What Lies Beneath: The Authoritarianism Of Global Warming Activism

I'm sure that most who subscribe to the theory of anthropogenic global warming do so with the best of intentions. A lot of people seem pretty sure about it. Besides, with politicians and pundits insisting that the “science is settled,” expressing skepticism has become unpleasant. In the best of cases, the failure to fall in line is greeted with sanctimonious incredulity and, as a norm, with accusations of greed, selfishness, and heresy. That’s the thing about settled science; once you close the book on intellectual discourse you close your mind to other opinions or theories. And then you get the Spanish Inquisition. Or contemporary Iran.

Well, regardless of the standard, these global warming activists do not have the best of intentions. Authors David Shearman and Joseph Wayne Smith have published a book revealingly titled “The Climate Change Challenge & The Failure of Democracy.” You’ll never guess what the book’s thesis is.

The authors stand with Al Gore and his legion of disciples who see anthropogenic global warming as the greatest crisis to have ever faced humanity. Extinction is where we’re headed if a change isn’t made soon, they insist. Alright, we're still in familiar apocalypse territory. But, hold on, because we’re about to dive face-first into the real crazy.

Shearman argues that the climate change crisis is the most pressing problem facing humanity today and that the modern liberal-democratic state, in light of its “flaws and contradictions,” is not equipped to deal with the threat. But wait, Shearman and Smith have a solution! Since Western liberal democracies – e.g. the “institutions, laws, and the markets and corporations that provide its sustenance” – are not capable of confronting the problem head on, it is incumbent upon rational and progressive citizens to call for the implementation of authoritarian governments to replace our democracies and do what is necessary to fix the AGW problem. I’ll give you a moment to let that sink in. Okay, moment over. Are you shocked?

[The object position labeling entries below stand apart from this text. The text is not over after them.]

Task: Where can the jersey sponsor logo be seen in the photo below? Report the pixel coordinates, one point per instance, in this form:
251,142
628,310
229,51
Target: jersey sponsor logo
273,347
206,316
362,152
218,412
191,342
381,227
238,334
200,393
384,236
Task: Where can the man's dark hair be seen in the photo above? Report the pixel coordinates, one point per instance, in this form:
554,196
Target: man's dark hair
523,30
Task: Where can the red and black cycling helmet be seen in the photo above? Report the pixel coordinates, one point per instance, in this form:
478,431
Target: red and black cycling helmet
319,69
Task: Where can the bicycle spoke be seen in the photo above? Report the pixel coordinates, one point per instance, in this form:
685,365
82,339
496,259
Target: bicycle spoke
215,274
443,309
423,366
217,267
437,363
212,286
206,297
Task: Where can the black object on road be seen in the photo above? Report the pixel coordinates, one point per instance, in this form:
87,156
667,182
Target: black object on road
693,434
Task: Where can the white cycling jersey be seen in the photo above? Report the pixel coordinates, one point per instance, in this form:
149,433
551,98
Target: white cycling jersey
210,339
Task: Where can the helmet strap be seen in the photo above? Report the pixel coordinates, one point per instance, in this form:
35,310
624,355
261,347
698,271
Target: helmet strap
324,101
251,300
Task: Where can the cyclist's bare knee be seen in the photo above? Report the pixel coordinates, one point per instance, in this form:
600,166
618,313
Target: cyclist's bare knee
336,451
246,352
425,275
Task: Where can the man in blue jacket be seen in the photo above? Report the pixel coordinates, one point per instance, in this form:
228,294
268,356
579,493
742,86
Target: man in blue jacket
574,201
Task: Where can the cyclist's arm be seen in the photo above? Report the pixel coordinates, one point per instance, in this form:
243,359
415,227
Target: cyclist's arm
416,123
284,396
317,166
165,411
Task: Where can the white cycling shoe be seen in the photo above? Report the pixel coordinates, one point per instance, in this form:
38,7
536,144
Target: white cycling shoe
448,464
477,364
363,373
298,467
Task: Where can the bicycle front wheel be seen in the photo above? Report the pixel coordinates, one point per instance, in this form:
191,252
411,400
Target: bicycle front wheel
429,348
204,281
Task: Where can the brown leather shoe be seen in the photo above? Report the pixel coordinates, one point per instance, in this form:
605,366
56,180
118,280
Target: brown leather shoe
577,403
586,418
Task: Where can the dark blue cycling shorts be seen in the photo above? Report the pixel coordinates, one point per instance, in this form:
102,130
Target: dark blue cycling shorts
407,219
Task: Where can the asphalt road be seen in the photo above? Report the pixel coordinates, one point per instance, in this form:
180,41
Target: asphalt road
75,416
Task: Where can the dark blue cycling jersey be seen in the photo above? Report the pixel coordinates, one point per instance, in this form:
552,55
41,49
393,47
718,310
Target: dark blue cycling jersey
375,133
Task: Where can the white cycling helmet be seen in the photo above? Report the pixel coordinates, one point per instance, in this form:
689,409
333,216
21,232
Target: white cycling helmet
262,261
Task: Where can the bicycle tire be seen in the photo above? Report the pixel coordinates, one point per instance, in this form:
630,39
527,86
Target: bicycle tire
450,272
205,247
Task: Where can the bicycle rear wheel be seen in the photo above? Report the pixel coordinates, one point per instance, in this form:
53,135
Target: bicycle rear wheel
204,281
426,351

Betrayed?

I have a friend whose husband just cheated on her. When she found out she was understandably devastated and professed to be surprised. But, after a bit of time had passed, she admitted that she wasn’t actually all that shocked. He had always been overly flirty and would sometimes take it too far. This pretty much runs parallel to my reaction to the Shearman book. The anthropogenic global warming movement is cloaked in good intentions but it is difficult to forget Henry Louis Mencken’s words: “The urge to save humanity is almost always only a false-face for the urge to rule it.” Even the "moderate" solutions proposed to deal with AGW involve impracticable levels of economic control by the government and a stranglehold on industry. Although I know that most AGW true-believers are well-meaning, on some level I've always been of the opinion that some of them flirt with authoritarianism far more than is healthy and that it was only a matter of time before they cheated of democracy. Um. Yes. Don't worry, the analogy is over now.

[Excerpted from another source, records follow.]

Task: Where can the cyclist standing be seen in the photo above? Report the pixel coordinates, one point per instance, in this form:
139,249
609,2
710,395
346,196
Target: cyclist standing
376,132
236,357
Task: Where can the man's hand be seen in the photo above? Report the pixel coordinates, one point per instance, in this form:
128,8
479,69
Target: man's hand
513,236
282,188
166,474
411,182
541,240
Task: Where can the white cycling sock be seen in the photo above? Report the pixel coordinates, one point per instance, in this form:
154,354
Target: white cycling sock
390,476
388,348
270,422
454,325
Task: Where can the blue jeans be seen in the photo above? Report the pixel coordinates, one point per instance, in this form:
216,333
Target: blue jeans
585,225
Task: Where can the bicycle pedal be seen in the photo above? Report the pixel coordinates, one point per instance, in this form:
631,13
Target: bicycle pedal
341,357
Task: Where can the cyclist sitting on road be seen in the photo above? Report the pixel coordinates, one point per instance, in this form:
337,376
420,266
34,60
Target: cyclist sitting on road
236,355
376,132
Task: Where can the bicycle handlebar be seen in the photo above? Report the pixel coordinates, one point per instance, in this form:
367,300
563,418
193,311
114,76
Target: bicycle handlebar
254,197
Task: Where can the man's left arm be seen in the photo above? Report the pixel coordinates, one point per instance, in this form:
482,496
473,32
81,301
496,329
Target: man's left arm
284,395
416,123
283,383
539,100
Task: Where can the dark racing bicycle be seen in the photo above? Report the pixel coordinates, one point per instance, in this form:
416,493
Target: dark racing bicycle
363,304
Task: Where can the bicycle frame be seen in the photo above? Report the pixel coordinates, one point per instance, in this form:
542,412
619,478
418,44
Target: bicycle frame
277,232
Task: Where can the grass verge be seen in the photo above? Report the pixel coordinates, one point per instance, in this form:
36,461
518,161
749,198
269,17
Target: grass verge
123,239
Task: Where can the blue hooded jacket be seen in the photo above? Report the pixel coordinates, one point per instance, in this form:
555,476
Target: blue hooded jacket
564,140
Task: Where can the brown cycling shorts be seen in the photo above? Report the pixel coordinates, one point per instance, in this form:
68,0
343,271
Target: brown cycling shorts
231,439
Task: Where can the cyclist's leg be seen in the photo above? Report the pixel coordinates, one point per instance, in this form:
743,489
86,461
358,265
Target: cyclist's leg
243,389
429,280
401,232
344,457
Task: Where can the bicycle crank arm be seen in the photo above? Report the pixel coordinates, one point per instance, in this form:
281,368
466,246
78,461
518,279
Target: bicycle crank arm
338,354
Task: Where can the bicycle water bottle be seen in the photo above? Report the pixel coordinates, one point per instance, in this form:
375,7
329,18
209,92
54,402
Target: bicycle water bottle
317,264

Now for the obligatory caveat: “Of course most global warming activists don’t want to replace our liberal democracies with dictatorships.” But, if nothing else, the Shearman book does us a favour by demonstrating where "solutions" for global warming would take us. Not directly into despotism but certainly on the road towards it. At the end of the day, the science is not settled on anthropogenic global warming and the debate is far from over. But even if climate change proves to be a catastrophic problem for humanity, strangling our economies and plunging the civilized world into dictatorship would be catastrophic too.